Translated by: Margalit Rodgers
Stephen Wright is a theorist, curator, and independent researcher primarily engaged in theoretical alternatives to the current capitalist framework of the contemporary artworld. Wright’s work revolves around the use value of art in society, and “usership”, one of the concepts he coined, challenges the existing museal-economic-political relationship between artist, object, and spectator, and in effect calls for its retirement. He has curated several exhibitions that explore artistic practices with low coefficients of artistic visibility, in which he examined the possibility of art without artworks, without authorship, and without spectatorship.
One of Wright’s central essays, Toward a Lexicon of Usership, was published in 2013 with the opening of Tania Bruguera’s “Museum of Art Útil” exhibition at the Van Abbemuseum, Eindhoven, The Netherlands.

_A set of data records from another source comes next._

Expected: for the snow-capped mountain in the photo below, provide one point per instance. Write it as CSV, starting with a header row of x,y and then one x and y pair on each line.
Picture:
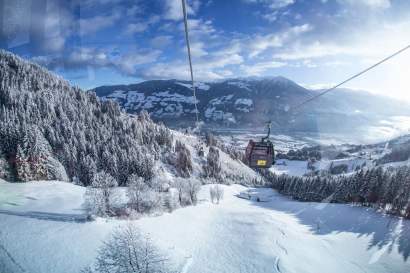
x,y
51,130
250,102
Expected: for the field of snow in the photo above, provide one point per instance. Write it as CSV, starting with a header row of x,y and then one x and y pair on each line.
x,y
43,229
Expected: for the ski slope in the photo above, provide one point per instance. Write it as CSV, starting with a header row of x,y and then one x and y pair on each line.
x,y
43,230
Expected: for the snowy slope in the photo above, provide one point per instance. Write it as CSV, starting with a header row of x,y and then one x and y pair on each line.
x,y
238,235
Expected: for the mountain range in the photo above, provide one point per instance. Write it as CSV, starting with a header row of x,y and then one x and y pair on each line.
x,y
251,102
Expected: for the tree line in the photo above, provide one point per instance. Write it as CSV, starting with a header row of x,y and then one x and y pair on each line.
x,y
385,189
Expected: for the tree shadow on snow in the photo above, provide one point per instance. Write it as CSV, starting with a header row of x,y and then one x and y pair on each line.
x,y
49,216
326,218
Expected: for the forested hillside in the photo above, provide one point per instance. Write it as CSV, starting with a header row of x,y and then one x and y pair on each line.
x,y
387,189
50,130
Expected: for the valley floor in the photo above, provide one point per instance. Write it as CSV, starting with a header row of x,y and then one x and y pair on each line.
x,y
43,229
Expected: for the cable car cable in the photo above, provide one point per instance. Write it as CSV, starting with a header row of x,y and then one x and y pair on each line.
x,y
349,79
189,58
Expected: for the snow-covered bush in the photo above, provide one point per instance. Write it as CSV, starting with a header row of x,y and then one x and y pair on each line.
x,y
183,161
193,187
171,200
100,195
129,251
136,191
210,139
5,168
213,168
217,193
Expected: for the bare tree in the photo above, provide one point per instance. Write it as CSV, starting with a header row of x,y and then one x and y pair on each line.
x,y
183,159
212,193
193,187
135,192
213,163
129,251
217,193
100,196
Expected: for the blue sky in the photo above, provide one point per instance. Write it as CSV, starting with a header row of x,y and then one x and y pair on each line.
x,y
313,42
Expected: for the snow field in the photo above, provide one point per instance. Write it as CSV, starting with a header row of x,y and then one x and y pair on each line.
x,y
238,235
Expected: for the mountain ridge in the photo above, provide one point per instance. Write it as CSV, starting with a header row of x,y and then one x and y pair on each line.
x,y
247,102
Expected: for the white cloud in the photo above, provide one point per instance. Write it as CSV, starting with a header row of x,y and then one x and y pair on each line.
x,y
261,43
273,4
173,9
93,24
136,28
377,4
128,63
161,41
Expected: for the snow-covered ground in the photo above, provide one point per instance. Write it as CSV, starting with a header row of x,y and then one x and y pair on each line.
x,y
43,229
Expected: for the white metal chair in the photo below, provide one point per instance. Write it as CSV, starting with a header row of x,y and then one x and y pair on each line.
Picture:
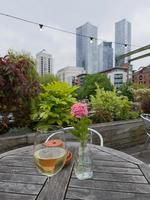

The book proposes twenty-six emergent concepts underpinning usership (such as “1:1 Scale”, “Coefficient of Art”, “Competence”, “Imperformativity”, and “Museum 3.0”), ten conceptual institutions to be retired (including “Autonomy”, “Authorship”, “Spectatorship”, “Expertise”, “Objecthood”, and “Purposeless purpose”), and nine modes of usership.
We have chosen to publish here for the first time a Hebrew translation of Wright’s introduction to his book and two central concepts: 1:1 Scale – a key emergent concept that pertinently demonstrates the thinking and action of usership, and the concept it seeks to replace: Autonomy – a seminal concept in the perception of modern art and its political history, which like other concepts, is to be retired, taken out of circulation, and replaced.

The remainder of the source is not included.